We can also filter out those that we don't have statistics for, so that we can work out which games we should call the API to obtain. 

In [15]:
filter = list(db.test.find({'stats':{'$exists': True}}, {'_id'}))
filter = [i['_id'] for i in filter]
list(db.test.find({'_id': {'$nin': filter}}))

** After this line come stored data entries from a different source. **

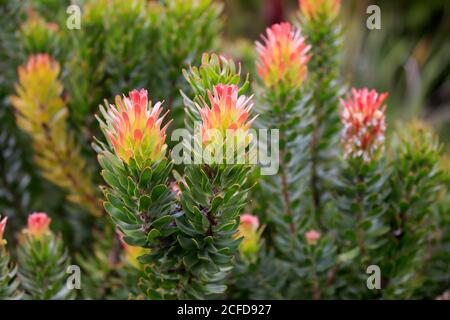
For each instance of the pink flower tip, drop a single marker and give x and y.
(314, 9)
(2, 230)
(135, 128)
(362, 115)
(283, 56)
(249, 221)
(312, 237)
(38, 224)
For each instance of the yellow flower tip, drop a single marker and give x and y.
(2, 230)
(312, 237)
(364, 123)
(40, 61)
(134, 128)
(226, 112)
(249, 230)
(283, 56)
(38, 224)
(131, 253)
(313, 9)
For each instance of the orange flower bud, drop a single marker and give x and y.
(227, 112)
(312, 237)
(2, 230)
(38, 224)
(134, 128)
(313, 9)
(364, 124)
(283, 56)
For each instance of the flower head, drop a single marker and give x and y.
(283, 56)
(313, 9)
(312, 237)
(134, 128)
(40, 66)
(38, 224)
(2, 230)
(227, 112)
(364, 124)
(248, 229)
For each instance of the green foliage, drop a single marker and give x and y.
(392, 211)
(415, 185)
(9, 283)
(43, 263)
(324, 34)
(361, 190)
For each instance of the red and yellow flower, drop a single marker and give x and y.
(227, 113)
(364, 123)
(283, 56)
(134, 128)
(38, 224)
(312, 237)
(313, 9)
(2, 230)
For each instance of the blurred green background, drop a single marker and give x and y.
(409, 57)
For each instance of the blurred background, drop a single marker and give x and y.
(409, 57)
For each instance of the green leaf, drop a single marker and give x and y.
(349, 255)
(153, 234)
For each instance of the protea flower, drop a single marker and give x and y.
(2, 230)
(314, 9)
(249, 229)
(38, 224)
(312, 237)
(364, 124)
(283, 56)
(227, 113)
(134, 128)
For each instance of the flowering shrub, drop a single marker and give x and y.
(349, 191)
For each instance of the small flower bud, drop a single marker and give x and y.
(364, 124)
(38, 224)
(312, 237)
(315, 9)
(283, 57)
(2, 230)
(134, 128)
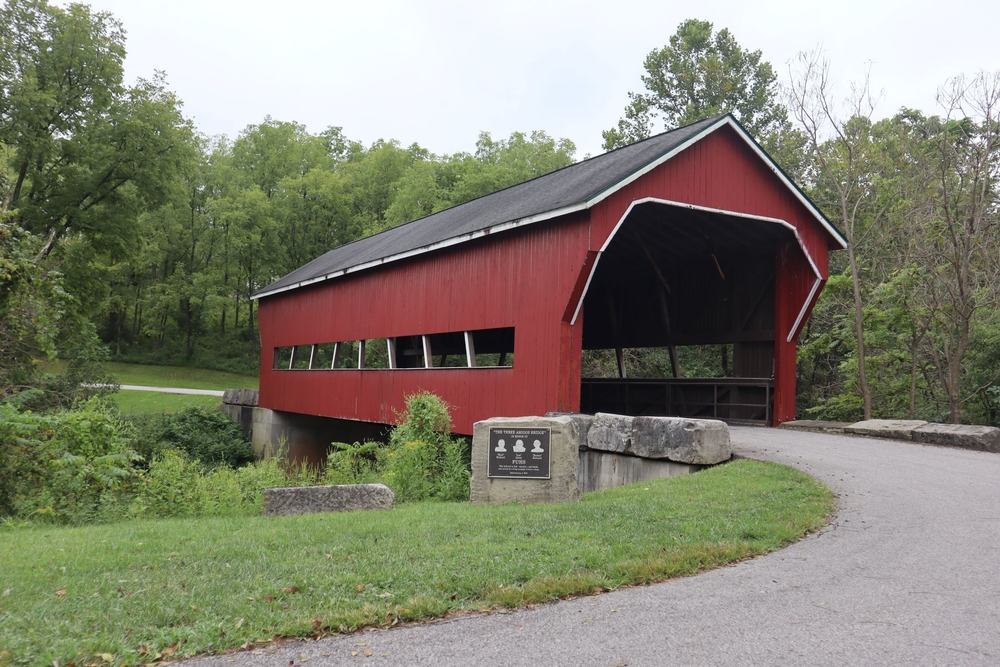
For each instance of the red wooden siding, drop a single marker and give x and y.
(530, 279)
(522, 279)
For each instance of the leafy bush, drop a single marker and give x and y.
(421, 462)
(203, 434)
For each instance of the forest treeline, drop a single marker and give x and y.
(127, 231)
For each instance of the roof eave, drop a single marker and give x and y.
(589, 203)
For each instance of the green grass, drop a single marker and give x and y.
(179, 376)
(127, 592)
(144, 402)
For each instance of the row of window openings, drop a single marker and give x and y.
(486, 348)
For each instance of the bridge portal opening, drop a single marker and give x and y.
(679, 316)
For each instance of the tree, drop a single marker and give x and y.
(702, 73)
(955, 166)
(841, 152)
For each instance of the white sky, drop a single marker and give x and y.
(437, 73)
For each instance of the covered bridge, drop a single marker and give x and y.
(694, 236)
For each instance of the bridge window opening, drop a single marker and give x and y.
(323, 356)
(375, 354)
(408, 352)
(347, 355)
(492, 348)
(282, 358)
(447, 350)
(301, 357)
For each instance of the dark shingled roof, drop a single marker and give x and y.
(566, 187)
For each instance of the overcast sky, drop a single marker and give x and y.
(438, 73)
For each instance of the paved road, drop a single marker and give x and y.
(908, 573)
(168, 390)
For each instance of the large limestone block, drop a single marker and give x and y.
(982, 438)
(696, 441)
(604, 470)
(610, 433)
(898, 429)
(240, 397)
(564, 461)
(337, 498)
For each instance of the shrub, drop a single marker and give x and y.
(68, 467)
(203, 434)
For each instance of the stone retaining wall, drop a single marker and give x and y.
(965, 436)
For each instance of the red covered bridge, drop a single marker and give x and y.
(694, 236)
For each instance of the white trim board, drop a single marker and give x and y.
(727, 120)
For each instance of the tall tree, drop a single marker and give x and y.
(841, 149)
(702, 73)
(956, 208)
(88, 151)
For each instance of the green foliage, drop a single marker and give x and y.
(204, 435)
(69, 467)
(702, 73)
(422, 461)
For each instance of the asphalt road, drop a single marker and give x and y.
(908, 573)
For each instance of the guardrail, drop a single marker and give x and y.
(734, 400)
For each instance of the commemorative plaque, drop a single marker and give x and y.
(520, 453)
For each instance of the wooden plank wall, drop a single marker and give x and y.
(528, 279)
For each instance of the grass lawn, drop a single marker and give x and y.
(179, 376)
(139, 591)
(142, 402)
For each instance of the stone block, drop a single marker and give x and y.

[{'_id': ObjectId('5dc6f62dd57b60e8df505787'), 'test_id': 4},
 {'_id': ObjectId('5dc6f62dd57b60e8df505788'), 'test_id': 5}]

## Indexes

In [16]:
db.test.create_index('test_id', unique=True, name='test_id_pk', default_language='english')

'test_id_pk'

In [17]:
db.test.insert_one({'test_id': 1})

DuplicateKeyError: E11000 duplicate key error collection: football.test index: test_id_pk dup key: { : 1 }

This means that we won't accidentally insert multiple records for a single match and will avoid data read issues later.